Nicoletta Calzolari Zamorani is Research Associate and former Director of Research and Director (2003-08) of the Institute of Computational Linguistics-CNR, Pisa. She received an Honorary Doctorate in Philosophy from the University of Copenhagen and awarded the title of “ACL Fellow” in the ACL (Association for Computational Linguistics) Fellows founding group for “significant contributions to computational lexicography, and for the creation and dissemination of language resources”. She is coordinating international, European (recently the EC FLaReNet Network), national projects/strategic initiatives. She is President of ELRA (European Language Resources Association), Permanent member of ICCL, vice-president of META-TRUST, convener of the ISO Lexicon WG, president of the PAROLE Association, former chair of the Scientific Board of CLARIN, former member of the ACL Exec, of the META-NET Council, of the ESFRI Social Sciences and Humanities Working Group, and of many International Committees and Advisory Boards (e.g., ELSNET, SENSEVAL, ECOR, SIGLEX). She is General Chair of LREC (since 2004) and of COLING-ACL-2006. She was invited speaker, member of program committees, organiser of many international conferences/workshops. She is co-editor-in-chief of the Journal Language Resources and Evaluation, Springer. She is member of journal editorial/advisory boards. She has more than 400 publications.

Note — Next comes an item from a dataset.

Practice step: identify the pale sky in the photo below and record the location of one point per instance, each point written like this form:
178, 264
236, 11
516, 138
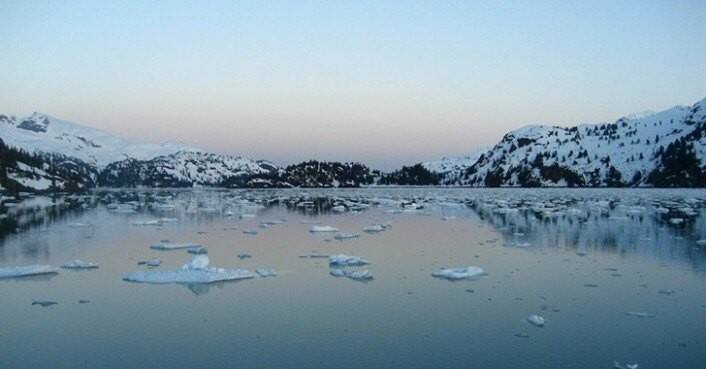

Language Technology (LT) is a data-intensive field and major breakthroughs have stemmed from a better use of more and more Language Resources (LRs). The challenges ahead depend on a coherent strategy involving not only the best methods and technologies but also many LR related dimensions. One of these is evaluation. The major target will continue to be the problem of “understanding”: ours must become also a “knowledge-intensive” field. But the next frontier will focus not only on text or multilingualism but also around the concurrent use of different types of data, across sectors and across modalities (social media data, but also visual and multimodal data) and the integration of text analytics methods with methods for dealing with other types of data, to capture the full potential not only of big data but also of the combination of different modalities and different semantic/pragmatic contexts. A critical point will be the adoption of consolidated methodologies and achievements (e.g. appropriate evaluation mechanisms and interoperability) of the LT/LR field also when working on different types of data.
The presentation will also highlight some policy issues that must be considered when making up a strategy for the future of the field: issues such as sharing resources and tools, adopting the paradigm of accumulation of knowledge and allowing replicability of research results.